I will loop through all the files and all the medical procedures in each file and obtain of the negotiated prices. This takes quite a long time. So I’ve saved a gzipped version of the results for you in Carefirst-PPO_negotiated_price_range.csv in case you are also interested in taking a look. You can still use this code to reproduce the results, make modifications, or tinker on your own.

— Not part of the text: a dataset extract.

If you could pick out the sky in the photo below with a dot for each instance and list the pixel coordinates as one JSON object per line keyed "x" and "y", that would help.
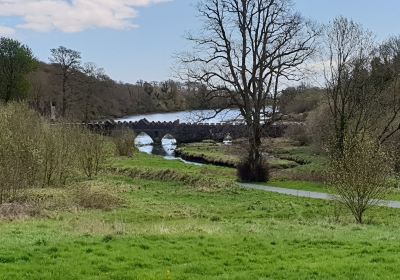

But be warned…these files are large so you need a computer with ample memory…and a few hours of runtime.


resultsall <- do.call(rbind, lapply(files[vi], function(file) {
  content <- jsonlite::fromJSON(gzcon(url(file)))
  results <- do.call(rbind, lapply(1:nrow(content$in_network), function(i) {
    code <- paste0(content$in_network[i,]$billing_code_type, '-', content$in_network[i,]$billing_code)
    name <- content$in_network[i,]$description
    x = content$in_network[i,]$negotiated_rates[[1]]$negotiated_prices
    ## only want 21 service code for hospital for now
    ## https://www.cms.gov/Medicare/Coding/place-of-service-codes/Place_of_Service_Code_Set
    sc <- unlist(sapply(x, function(y) sapply(y$service_code, function(z) '21' %in% z)))
    ## negotiated prices only
    nt <- unlist(sapply(x, function(y) sapply(y$negotiated_type, function(z) z == 'negotiated')))
    ## get prices
    prices <- unlist(sapply(x, function(y) y$negotiated_rate))
    df = data.frame(code, name, t(range(prices[sc & nt])))
    colnames(df) = c('code', 'name', 'min_negotiated_price', 'max_negotiated_price')
  ## seems like there are duplicates with the same code and name
  ## I think this is for bundled vs non-bundled procedures
  results2 <- ddply(results,c("code", "name"), numcolwise(min))
  results3 <- ddply(results,c("code", "name"), numcolwise(max))
  resultsfin <- data.frame(results2$code, results2$name, results2$min_negotiated_price, results3$max_negotiated_price)
  colnames(resultsfin) = c('code', 'name', 'min_negotiated_price', 'max_negotiated_price')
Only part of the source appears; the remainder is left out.